There’s this disbelief in his green eyes. “Maybe the old you was like that, but think of what you’ve done in the last 24 hours. You’ll be alright.” He says as something else pops into your mind.
“What would I- er- Your me do?” You ask, watching his eyes fly wide. Then, he smiles gently at the thought of the you in his universe, a pinkish tint rising to his palace face.
“Well, they would do whatever they wanted. You- they’ve got a big heart, and even though they can be overbearing sometimes, everything they do is because they think it’s the right thing. Which it usually is. That’s in you, I know it is.” He looks at Rook then back at you, and his smile grows wider. “Y’know, where I'm from the two of you get along really well. You two would make great partners.” Ben patted your arm gently as you looked up at the Ravanagander beside you, and he down at you.
The two Ben’s look at each other, the younger making the first word. “We're out.” Before the two of them turn into another set of aliens unknown to you. They combine and create a huge ball of green light before streaking off into the sky. However, as you look a little a little farther- you see they just landed somewhere in the old mines. But a minute later, not too far from them a very brightly colored building- that looked like some of the Mr. Smoothie remnants- appears. They both run towards it, leaving for good this time.

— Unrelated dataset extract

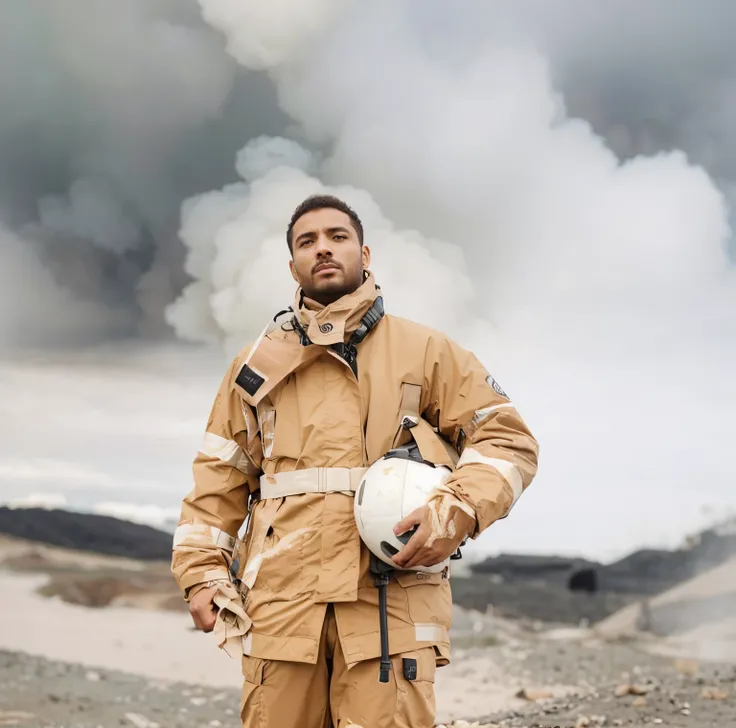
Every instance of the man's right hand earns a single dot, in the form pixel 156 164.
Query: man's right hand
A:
pixel 203 609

“Farewell, alternate Ben Tennyson’s.”
-
“I remember this joint.”
“I bet you do, It’s professor Hokestar’s special dimension hopping Mr. Smoothie.”
-
After dropping off 23 and a whole lot of explaining to grandpa Max, Ben only had one thing left to do. Rook had told him how you had been left in the home dimension because he didn’t think it was safe enough for you to come. Which meant you were at your apartment worried sick- and that’s exactly where Ben went once he was off the hook. Straight to your apartment. Not only did he not want to go home and explain what happened to his parents yet, he has a few apologies to make.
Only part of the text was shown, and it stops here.